Mounting NPAs lead to 54 per cent rise in write-offs in fiscal 2001


Our Markets Bureau

In an effort to clean up their balance sheets, most public sector banks (PSBs) have increased the amount of write-offs during the fiscal 2001. Out of the 27 PSBs, 19 including State Bank of India (SBI) and five of its associates, have increased the amount of write-off by Rs 1,980.73 crore during the period.

According to finance ministry figures, the write-off of these 19 banks was Rs 4,387.62 crore in 2000-01 compared with Rs 2,406.87 crore in the previous fiscal.

However, eight PSBs have reduced this amount by Rs 222.91 crore, from Rs 836.61 crore to Rs 613.7 crore.

The higher write-offs were required as there was a continuous deterioration in these banks’ asset quality. The 27 PSBs’ gross non-performing assets (NPAs) have increased by Rs 1,479 crore during the year ended March 31, 2001. The amount of bad debts written off by the 27 public sector banks has increased by an average 54 per cent in the year ended March 2001 as their cumulative NPAs touched a high of Rs 54,773 crore during the year.
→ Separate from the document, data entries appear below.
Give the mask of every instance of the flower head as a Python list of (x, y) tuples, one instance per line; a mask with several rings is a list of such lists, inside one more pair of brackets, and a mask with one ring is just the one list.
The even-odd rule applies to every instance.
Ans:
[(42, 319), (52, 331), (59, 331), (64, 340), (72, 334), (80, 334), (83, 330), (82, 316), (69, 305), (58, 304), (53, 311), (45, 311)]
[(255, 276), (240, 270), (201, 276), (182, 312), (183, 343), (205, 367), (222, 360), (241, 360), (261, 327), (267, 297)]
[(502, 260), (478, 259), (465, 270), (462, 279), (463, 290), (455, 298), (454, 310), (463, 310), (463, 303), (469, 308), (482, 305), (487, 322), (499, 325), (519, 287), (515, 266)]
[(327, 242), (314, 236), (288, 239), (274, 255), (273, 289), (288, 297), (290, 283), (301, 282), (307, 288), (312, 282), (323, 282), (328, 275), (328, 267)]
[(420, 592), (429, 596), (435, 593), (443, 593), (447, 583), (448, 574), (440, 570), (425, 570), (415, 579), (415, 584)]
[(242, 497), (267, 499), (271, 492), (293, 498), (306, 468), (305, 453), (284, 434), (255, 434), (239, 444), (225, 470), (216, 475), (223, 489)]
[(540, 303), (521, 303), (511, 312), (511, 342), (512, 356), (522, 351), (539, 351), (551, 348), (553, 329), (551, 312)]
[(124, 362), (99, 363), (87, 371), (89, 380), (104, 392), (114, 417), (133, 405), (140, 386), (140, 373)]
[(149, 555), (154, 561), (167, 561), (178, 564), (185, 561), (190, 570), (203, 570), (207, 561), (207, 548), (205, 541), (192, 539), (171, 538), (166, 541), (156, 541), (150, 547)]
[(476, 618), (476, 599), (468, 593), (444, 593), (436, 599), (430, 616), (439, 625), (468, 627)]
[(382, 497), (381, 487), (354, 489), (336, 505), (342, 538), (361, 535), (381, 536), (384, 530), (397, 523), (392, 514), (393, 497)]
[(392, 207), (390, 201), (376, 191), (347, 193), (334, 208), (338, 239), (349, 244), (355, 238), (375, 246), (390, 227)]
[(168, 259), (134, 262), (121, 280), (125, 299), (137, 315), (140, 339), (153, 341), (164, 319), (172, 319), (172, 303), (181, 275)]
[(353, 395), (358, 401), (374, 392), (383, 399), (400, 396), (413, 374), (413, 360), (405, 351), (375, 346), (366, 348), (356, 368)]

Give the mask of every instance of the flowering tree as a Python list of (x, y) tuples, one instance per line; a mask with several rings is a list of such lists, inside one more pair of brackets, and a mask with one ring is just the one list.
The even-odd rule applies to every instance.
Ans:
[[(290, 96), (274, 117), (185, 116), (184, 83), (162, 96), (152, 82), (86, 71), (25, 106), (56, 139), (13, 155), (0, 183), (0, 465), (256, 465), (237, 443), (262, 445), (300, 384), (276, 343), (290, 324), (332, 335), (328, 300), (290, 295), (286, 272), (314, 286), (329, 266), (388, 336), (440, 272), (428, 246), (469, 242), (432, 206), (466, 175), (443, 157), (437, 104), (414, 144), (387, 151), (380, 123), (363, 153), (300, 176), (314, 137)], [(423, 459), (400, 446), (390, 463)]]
However, there has been decline in the NPAs of PSBs as a percentage of gross advances from 14 per cent in fiscal 2000 to 12.4 per cent in fiscal 2001.

Thanks to the huge NPAs and their voluntary retirement scheme (VRS), the bottomlines of these banks have come under pressure. The PSBs had to shell out Rs 3,062.6 crore on account of VRS during the year. The 13 PSBs have reported a fall in net profits in 2000-01.
The net profit of all the PSBs has decreased by Rs 799.21 crore, from Rs 5,116.18 crore to Rs 4,316.97 crore.

These banks will continue to feel the pressure on their bottomlines as the VRS cost of Rs 7,200.34 crore would be spread over the next four years. The PSBs, except for SBI and Corporation Bank, have been poorly discounted on the stock markets for the past couple of years.

Some of them have plans to tap the primary market, but have been deferring their issues for fear of poor investor response. The PSBs have also been hit by narrowing spreads, poor credit offtake and slackening economic growth. These banks are also feeling the heat of competition from their private sector peers as the latter are aggressive on the fee-based activity front.